Final answer:
The nominal annual percentage cost of the firm's non-free trade credit can be calculated by annualizing the effective cost of a 3% discount foregone over the extended payment period of 60 days, with respect to a 365-day year.
Step-by-step explanation:
The question involves calculating the nominal annual percentage cost of delayed payments on trade credit. The terms given are 3/15, net 45, which means the firm can take a 3% discount if payment is made within 15 days, otherwise, the payment is due in 45 days. However, the firm pays after 60 days. The cost of not taking the discount, therefore, is the discount foregone, which equals 3% for the 45-day credit period (since after day 15, the discount opportunity is lost), plus the 15-day delay where the full invoice amount is due.
To calculate the nominal annual percentage cost, one must first find the effective cost for the extra 15 days (from day 45 to day 60), where the firm could have paid but did not. Since the firm forgoes a 3% discount, the effective interest rate for these 15 days is 3% for the delay. The annualized percentage cost can then be determined by annualizing this effective cost over a 365-day year.

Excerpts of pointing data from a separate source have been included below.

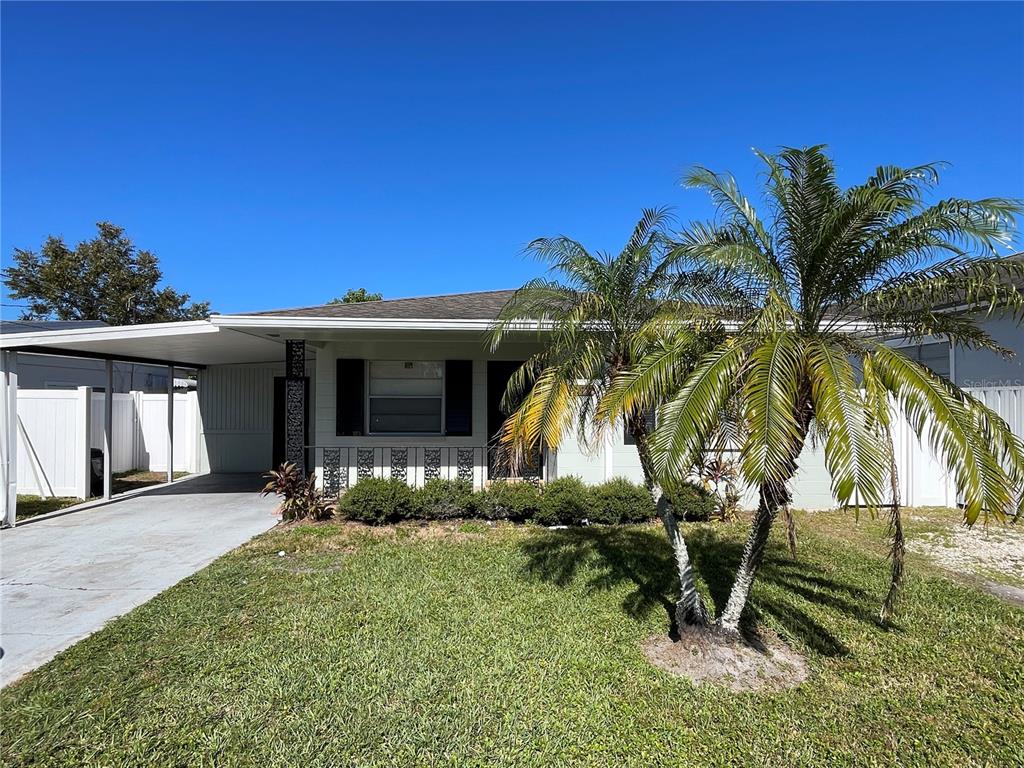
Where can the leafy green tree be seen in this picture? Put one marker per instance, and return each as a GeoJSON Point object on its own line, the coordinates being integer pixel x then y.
{"type": "Point", "coordinates": [596, 310]}
{"type": "Point", "coordinates": [356, 295]}
{"type": "Point", "coordinates": [819, 287]}
{"type": "Point", "coordinates": [105, 279]}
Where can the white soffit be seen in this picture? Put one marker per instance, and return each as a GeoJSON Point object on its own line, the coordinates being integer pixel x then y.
{"type": "Point", "coordinates": [196, 342]}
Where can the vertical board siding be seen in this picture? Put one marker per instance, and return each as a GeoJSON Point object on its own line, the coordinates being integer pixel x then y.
{"type": "Point", "coordinates": [236, 414]}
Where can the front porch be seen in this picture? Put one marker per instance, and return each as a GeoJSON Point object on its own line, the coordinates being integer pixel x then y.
{"type": "Point", "coordinates": [339, 467]}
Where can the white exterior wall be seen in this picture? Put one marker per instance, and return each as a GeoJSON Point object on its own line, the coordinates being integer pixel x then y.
{"type": "Point", "coordinates": [979, 368]}
{"type": "Point", "coordinates": [53, 372]}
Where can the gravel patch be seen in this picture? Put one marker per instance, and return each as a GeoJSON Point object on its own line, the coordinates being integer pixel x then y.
{"type": "Point", "coordinates": [978, 550]}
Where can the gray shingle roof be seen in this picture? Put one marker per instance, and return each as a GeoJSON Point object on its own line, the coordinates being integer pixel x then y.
{"type": "Point", "coordinates": [477, 305]}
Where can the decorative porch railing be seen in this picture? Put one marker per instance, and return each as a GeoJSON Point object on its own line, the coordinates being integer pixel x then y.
{"type": "Point", "coordinates": [340, 467]}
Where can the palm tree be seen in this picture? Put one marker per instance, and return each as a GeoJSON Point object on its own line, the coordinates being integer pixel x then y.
{"type": "Point", "coordinates": [596, 311]}
{"type": "Point", "coordinates": [820, 286]}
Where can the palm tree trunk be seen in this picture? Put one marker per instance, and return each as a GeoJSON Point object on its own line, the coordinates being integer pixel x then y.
{"type": "Point", "coordinates": [690, 609]}
{"type": "Point", "coordinates": [773, 498]}
{"type": "Point", "coordinates": [898, 549]}
{"type": "Point", "coordinates": [791, 530]}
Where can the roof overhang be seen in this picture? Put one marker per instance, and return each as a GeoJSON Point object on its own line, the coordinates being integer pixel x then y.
{"type": "Point", "coordinates": [229, 339]}
{"type": "Point", "coordinates": [363, 324]}
{"type": "Point", "coordinates": [188, 344]}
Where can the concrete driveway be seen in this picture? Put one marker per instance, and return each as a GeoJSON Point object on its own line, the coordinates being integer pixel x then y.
{"type": "Point", "coordinates": [62, 579]}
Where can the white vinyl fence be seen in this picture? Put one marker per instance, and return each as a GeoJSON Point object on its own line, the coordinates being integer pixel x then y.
{"type": "Point", "coordinates": [56, 428]}
{"type": "Point", "coordinates": [923, 479]}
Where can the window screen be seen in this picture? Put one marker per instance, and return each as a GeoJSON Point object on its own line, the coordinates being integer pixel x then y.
{"type": "Point", "coordinates": [406, 397]}
{"type": "Point", "coordinates": [935, 355]}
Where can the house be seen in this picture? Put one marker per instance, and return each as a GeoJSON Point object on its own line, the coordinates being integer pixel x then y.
{"type": "Point", "coordinates": [48, 372]}
{"type": "Point", "coordinates": [403, 388]}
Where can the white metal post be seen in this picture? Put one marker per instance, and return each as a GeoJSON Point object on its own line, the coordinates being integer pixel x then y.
{"type": "Point", "coordinates": [109, 432]}
{"type": "Point", "coordinates": [170, 423]}
{"type": "Point", "coordinates": [8, 409]}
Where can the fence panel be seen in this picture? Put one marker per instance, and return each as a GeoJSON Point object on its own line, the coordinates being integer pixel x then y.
{"type": "Point", "coordinates": [58, 427]}
{"type": "Point", "coordinates": [52, 428]}
{"type": "Point", "coordinates": [153, 432]}
{"type": "Point", "coordinates": [124, 429]}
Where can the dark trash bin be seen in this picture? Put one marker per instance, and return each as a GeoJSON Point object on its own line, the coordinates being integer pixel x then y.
{"type": "Point", "coordinates": [95, 472]}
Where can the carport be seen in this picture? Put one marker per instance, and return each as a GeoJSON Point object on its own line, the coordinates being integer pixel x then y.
{"type": "Point", "coordinates": [188, 345]}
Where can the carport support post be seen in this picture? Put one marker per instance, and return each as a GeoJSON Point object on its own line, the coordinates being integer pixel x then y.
{"type": "Point", "coordinates": [295, 402]}
{"type": "Point", "coordinates": [109, 432]}
{"type": "Point", "coordinates": [8, 460]}
{"type": "Point", "coordinates": [170, 423]}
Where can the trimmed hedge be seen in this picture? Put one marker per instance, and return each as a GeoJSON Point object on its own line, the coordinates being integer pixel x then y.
{"type": "Point", "coordinates": [693, 503]}
{"type": "Point", "coordinates": [444, 500]}
{"type": "Point", "coordinates": [377, 501]}
{"type": "Point", "coordinates": [565, 501]}
{"type": "Point", "coordinates": [620, 501]}
{"type": "Point", "coordinates": [510, 501]}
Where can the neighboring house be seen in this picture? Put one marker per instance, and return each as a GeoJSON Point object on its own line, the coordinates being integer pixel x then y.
{"type": "Point", "coordinates": [45, 372]}
{"type": "Point", "coordinates": [404, 388]}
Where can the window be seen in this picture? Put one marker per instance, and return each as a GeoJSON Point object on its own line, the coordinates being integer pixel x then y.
{"type": "Point", "coordinates": [628, 435]}
{"type": "Point", "coordinates": [406, 397]}
{"type": "Point", "coordinates": [935, 356]}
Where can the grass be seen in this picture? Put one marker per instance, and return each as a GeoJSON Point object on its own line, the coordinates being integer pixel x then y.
{"type": "Point", "coordinates": [31, 506]}
{"type": "Point", "coordinates": [931, 529]}
{"type": "Point", "coordinates": [473, 645]}
{"type": "Point", "coordinates": [136, 478]}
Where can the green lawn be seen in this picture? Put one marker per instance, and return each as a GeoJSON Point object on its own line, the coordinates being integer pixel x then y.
{"type": "Point", "coordinates": [31, 506]}
{"type": "Point", "coordinates": [466, 645]}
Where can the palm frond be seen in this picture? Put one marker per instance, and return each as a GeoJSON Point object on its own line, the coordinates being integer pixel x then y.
{"type": "Point", "coordinates": [771, 400]}
{"type": "Point", "coordinates": [852, 455]}
{"type": "Point", "coordinates": [940, 416]}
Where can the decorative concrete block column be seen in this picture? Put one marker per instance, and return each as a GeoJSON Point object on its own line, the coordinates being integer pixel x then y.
{"type": "Point", "coordinates": [295, 402]}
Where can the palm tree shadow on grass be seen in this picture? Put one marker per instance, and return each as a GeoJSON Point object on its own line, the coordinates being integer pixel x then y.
{"type": "Point", "coordinates": [609, 557]}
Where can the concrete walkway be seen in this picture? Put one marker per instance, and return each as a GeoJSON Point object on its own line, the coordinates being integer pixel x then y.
{"type": "Point", "coordinates": [62, 579]}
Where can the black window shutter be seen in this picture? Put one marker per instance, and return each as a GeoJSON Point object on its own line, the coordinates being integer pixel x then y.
{"type": "Point", "coordinates": [348, 391]}
{"type": "Point", "coordinates": [459, 397]}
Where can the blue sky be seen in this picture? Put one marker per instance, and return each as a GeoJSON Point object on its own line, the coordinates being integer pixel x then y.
{"type": "Point", "coordinates": [278, 155]}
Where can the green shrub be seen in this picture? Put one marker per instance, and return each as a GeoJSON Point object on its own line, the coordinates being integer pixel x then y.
{"type": "Point", "coordinates": [509, 501]}
{"type": "Point", "coordinates": [565, 501]}
{"type": "Point", "coordinates": [444, 500]}
{"type": "Point", "coordinates": [377, 501]}
{"type": "Point", "coordinates": [620, 501]}
{"type": "Point", "coordinates": [693, 503]}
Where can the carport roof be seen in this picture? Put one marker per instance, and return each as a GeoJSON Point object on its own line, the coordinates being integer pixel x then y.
{"type": "Point", "coordinates": [225, 339]}
{"type": "Point", "coordinates": [190, 344]}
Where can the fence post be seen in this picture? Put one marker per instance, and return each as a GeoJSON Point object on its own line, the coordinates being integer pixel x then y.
{"type": "Point", "coordinates": [109, 432]}
{"type": "Point", "coordinates": [136, 435]}
{"type": "Point", "coordinates": [9, 458]}
{"type": "Point", "coordinates": [82, 432]}
{"type": "Point", "coordinates": [170, 423]}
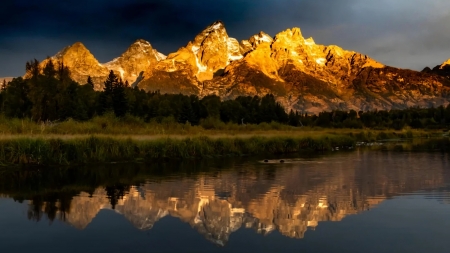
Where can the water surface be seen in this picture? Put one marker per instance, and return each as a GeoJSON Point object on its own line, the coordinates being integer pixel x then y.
{"type": "Point", "coordinates": [361, 201]}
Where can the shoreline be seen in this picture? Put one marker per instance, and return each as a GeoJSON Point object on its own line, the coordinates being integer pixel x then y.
{"type": "Point", "coordinates": [50, 150]}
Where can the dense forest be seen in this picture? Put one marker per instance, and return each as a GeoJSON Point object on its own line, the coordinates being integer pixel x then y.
{"type": "Point", "coordinates": [49, 94]}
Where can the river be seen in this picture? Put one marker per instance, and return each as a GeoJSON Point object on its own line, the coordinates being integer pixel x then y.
{"type": "Point", "coordinates": [359, 201]}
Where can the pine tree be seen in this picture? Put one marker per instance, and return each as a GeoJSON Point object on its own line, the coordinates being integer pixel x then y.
{"type": "Point", "coordinates": [106, 97]}
{"type": "Point", "coordinates": [3, 85]}
{"type": "Point", "coordinates": [90, 82]}
{"type": "Point", "coordinates": [119, 99]}
{"type": "Point", "coordinates": [49, 69]}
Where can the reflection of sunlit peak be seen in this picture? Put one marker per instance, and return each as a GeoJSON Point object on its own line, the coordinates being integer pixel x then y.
{"type": "Point", "coordinates": [237, 210]}
{"type": "Point", "coordinates": [312, 223]}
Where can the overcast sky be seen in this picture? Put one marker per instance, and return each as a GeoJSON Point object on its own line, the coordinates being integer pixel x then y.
{"type": "Point", "coordinates": [401, 33]}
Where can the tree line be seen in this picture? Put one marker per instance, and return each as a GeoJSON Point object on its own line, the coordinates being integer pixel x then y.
{"type": "Point", "coordinates": [49, 94]}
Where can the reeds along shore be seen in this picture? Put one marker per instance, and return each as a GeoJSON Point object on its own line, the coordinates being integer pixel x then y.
{"type": "Point", "coordinates": [105, 149]}
{"type": "Point", "coordinates": [107, 139]}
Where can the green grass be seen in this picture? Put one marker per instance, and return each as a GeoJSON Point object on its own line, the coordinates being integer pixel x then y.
{"type": "Point", "coordinates": [107, 139]}
{"type": "Point", "coordinates": [80, 150]}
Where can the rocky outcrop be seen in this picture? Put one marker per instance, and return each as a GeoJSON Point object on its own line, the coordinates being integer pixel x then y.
{"type": "Point", "coordinates": [129, 66]}
{"type": "Point", "coordinates": [81, 64]}
{"type": "Point", "coordinates": [312, 78]}
{"type": "Point", "coordinates": [440, 70]}
{"type": "Point", "coordinates": [210, 52]}
{"type": "Point", "coordinates": [5, 79]}
{"type": "Point", "coordinates": [138, 57]}
{"type": "Point", "coordinates": [303, 75]}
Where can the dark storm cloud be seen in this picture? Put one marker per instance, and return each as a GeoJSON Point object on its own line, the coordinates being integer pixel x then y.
{"type": "Point", "coordinates": [403, 33]}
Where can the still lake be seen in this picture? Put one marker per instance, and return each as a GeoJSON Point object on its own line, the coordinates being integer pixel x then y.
{"type": "Point", "coordinates": [359, 201]}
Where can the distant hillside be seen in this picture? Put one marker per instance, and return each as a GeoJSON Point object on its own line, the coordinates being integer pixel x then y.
{"type": "Point", "coordinates": [8, 79]}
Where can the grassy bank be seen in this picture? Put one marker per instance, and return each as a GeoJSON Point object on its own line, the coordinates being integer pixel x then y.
{"type": "Point", "coordinates": [132, 126]}
{"type": "Point", "coordinates": [106, 139]}
{"type": "Point", "coordinates": [80, 150]}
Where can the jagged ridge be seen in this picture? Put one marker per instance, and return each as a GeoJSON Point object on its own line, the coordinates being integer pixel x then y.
{"type": "Point", "coordinates": [303, 75]}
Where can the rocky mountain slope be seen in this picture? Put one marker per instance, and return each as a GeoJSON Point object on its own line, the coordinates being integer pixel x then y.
{"type": "Point", "coordinates": [441, 70]}
{"type": "Point", "coordinates": [82, 64]}
{"type": "Point", "coordinates": [303, 75]}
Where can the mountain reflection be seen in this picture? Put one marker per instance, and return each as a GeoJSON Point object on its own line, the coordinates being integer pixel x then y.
{"type": "Point", "coordinates": [290, 198]}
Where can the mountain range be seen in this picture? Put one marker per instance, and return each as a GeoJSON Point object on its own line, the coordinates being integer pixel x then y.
{"type": "Point", "coordinates": [303, 75]}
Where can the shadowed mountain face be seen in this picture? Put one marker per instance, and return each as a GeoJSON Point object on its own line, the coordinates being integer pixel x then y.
{"type": "Point", "coordinates": [6, 79]}
{"type": "Point", "coordinates": [218, 198]}
{"type": "Point", "coordinates": [441, 70]}
{"type": "Point", "coordinates": [303, 75]}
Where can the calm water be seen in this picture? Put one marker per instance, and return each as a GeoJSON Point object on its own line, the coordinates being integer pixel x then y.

Using the formula for the cost of trade credit, we get:
Discount Percentage: 3%
Discount Period: 15 days (from day 15 to day 30)
Credit Period without discount: 45 days
Days beyond: 60 - 45 = 15 days
The nominal annual percentage cost is calculated by annualizing the discount over the period where credit is extended without taking the discount, which is:
Nominal APR = (Discount / (100 - Discount)) * (365 / (Full Payment Period - Discount Period))
Plugging in the values:
Nominal APR = (3 / (100 - 3)) * (365 / (60 - 15))
This formula will yield the nominal annual percentage cost of the firm's non-free trade credit based on a 365-day year.